William Prynne (1600 – 24 October 1669), an English lawyer, voluble author, polemicist and political figure, was a prominent Puritan opponent of church policy under William Laud, Archbishop of Canterbury (1633–1645). His views were Presbyterian, but he became known in the 1640s as an Erastian, arguing for overall state control of religious matters.
According to Anthony Wood, he was confirmed in his militant puritanism by the influence of John Preston, then a lecturer at Lincoln's Inn. In 1627 he published his first of over 200 works, a theological treatise titled The Perpetuity of a Regenerate Man's Estate. This was followed in the next three years by three others attacking Arminianism and its teachers. In the preface to one of them he appealed to Parliament to suppress anything written against Calvinist doctrine and to force the clergy to subscribe to the conclusion of the Synod of Dort.[1]
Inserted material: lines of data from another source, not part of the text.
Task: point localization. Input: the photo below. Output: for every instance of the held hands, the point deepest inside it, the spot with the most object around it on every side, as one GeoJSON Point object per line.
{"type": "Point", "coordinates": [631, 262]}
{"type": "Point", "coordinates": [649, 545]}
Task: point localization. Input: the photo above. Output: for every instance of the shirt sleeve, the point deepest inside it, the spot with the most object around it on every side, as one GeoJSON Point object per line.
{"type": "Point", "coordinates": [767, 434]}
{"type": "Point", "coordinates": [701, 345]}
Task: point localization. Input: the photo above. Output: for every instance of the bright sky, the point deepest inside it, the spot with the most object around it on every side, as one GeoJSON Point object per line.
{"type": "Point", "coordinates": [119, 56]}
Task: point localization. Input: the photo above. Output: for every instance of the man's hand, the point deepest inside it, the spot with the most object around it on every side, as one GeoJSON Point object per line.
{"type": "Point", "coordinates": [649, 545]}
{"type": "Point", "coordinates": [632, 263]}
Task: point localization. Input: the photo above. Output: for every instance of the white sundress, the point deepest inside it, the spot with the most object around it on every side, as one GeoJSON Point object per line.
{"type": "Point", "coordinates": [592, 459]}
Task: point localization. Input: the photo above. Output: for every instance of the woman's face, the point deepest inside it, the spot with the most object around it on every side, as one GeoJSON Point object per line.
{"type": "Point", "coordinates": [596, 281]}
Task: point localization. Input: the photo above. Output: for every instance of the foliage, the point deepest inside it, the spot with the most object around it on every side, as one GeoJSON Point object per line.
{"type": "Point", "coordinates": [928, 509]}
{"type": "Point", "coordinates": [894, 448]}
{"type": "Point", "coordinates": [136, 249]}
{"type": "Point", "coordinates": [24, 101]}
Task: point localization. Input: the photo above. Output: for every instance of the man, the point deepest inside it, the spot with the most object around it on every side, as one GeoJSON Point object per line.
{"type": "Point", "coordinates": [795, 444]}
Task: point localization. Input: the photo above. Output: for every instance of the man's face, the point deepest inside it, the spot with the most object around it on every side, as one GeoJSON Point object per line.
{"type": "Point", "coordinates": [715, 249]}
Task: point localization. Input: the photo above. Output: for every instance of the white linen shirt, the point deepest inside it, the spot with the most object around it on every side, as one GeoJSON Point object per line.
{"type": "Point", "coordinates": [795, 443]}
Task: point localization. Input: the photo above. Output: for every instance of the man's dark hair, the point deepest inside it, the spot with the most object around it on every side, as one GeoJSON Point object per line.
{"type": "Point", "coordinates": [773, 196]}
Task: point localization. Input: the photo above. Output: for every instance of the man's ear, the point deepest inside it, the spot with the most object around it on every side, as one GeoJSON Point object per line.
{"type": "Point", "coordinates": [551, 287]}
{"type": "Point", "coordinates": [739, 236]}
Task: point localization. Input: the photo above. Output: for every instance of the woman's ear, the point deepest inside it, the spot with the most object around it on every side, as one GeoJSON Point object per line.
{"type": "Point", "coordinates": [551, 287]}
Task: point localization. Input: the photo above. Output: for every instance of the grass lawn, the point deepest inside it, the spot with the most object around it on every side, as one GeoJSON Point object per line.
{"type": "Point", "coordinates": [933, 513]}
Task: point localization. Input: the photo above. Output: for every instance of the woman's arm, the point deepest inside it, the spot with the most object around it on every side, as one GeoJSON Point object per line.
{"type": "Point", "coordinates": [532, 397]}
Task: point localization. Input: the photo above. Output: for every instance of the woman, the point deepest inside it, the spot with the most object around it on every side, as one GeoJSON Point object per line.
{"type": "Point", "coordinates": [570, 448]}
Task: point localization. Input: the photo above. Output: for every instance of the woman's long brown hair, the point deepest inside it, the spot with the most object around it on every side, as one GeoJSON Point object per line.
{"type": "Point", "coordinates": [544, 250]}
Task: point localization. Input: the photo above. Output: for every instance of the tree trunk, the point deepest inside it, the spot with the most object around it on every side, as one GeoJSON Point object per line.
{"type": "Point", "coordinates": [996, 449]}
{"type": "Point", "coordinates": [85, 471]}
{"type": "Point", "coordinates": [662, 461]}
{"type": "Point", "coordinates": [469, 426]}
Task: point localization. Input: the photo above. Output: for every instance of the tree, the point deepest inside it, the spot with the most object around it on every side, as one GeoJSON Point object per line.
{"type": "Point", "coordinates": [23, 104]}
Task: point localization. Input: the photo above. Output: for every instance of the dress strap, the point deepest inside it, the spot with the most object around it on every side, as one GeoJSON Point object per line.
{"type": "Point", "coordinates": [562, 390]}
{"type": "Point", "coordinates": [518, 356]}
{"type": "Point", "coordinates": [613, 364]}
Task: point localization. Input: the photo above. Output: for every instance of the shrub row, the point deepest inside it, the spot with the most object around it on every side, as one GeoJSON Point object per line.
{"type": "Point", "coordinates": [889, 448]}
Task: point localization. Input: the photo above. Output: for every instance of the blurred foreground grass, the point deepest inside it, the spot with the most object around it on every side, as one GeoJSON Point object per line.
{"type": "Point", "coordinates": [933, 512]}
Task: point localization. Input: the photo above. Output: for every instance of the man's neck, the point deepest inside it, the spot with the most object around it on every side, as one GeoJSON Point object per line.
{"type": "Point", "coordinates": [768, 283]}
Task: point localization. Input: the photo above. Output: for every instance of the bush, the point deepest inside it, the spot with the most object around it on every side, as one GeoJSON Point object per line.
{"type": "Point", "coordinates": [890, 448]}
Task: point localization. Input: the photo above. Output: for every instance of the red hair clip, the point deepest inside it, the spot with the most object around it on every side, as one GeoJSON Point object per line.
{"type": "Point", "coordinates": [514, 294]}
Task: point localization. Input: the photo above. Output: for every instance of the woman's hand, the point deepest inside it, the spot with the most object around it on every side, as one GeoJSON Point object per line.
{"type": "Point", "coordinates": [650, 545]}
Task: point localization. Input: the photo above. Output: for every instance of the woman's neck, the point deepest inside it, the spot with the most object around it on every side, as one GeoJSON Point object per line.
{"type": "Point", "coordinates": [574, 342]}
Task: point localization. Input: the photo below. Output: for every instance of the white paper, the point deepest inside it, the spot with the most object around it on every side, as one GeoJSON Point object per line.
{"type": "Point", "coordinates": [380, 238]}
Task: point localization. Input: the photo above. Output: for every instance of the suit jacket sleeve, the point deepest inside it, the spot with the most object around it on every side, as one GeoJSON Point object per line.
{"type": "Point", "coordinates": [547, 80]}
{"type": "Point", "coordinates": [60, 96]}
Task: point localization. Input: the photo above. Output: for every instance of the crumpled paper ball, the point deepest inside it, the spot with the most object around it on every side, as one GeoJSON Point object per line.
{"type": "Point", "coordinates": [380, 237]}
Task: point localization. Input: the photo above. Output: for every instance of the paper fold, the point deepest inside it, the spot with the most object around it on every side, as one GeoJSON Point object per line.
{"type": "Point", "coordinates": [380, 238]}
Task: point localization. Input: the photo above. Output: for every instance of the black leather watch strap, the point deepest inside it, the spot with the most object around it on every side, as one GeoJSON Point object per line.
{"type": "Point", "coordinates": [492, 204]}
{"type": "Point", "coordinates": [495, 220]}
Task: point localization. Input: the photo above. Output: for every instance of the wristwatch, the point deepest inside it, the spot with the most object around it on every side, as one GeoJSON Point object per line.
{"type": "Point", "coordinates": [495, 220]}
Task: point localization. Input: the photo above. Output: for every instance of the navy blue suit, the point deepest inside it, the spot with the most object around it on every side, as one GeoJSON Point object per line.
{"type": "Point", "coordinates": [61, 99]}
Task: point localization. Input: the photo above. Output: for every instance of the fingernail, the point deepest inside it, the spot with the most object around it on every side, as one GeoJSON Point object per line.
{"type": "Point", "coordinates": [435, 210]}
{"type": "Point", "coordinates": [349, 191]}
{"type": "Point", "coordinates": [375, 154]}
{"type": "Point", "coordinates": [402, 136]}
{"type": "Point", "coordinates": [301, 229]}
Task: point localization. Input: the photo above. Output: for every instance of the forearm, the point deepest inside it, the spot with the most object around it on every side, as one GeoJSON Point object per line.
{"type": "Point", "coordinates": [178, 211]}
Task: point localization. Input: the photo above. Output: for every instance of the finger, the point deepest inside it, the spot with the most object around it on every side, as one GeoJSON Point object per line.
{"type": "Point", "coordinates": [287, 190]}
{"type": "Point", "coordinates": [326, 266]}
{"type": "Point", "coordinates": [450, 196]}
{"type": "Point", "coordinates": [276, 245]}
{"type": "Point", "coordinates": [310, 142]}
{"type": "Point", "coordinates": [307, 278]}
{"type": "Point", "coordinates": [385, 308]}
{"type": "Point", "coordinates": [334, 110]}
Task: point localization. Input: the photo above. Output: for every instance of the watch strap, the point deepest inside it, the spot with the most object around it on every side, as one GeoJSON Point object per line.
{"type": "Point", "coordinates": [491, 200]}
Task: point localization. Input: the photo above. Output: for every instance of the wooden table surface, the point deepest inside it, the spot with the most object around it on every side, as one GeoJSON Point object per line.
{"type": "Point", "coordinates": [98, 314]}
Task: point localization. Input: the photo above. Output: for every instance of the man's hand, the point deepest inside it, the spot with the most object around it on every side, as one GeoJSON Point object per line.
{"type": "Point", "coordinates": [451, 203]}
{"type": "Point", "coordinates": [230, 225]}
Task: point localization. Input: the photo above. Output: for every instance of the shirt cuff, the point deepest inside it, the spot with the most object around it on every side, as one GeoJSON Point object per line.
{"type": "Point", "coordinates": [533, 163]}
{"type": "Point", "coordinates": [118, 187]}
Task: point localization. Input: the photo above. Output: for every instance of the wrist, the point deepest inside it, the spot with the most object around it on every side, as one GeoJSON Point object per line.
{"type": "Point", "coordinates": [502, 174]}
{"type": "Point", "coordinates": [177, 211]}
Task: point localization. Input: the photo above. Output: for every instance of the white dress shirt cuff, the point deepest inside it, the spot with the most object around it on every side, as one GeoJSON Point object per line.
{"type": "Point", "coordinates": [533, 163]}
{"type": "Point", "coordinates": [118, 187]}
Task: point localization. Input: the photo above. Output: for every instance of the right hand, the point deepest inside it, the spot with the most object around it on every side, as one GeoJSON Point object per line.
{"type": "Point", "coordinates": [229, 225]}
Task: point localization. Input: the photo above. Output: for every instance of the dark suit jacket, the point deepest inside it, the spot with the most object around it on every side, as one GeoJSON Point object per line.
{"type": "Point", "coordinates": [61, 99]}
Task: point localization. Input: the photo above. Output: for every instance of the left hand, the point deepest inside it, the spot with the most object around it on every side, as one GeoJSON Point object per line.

Prynne was a strong disciplinarian. After arguing that the custom of drinking healths was sinful, he asserted that for men to wear their hair long was "unseemly and unlawful unto Christians", while it was "mannish, unnatural, impudent, and unchristian" for women to cut it short.[2][3]
1630s
Like many Puritans abhorring decadence, Prynne strongly opposed religious feast days, including Christmas, and revelry such as stage plays. He included in his Histriomastix (1632) a denunciation of actresses which was widely felt to be an attack on Queen Henrietta Maria. This book led to the most prominent incidents in his life, but the timing was accidental.[3]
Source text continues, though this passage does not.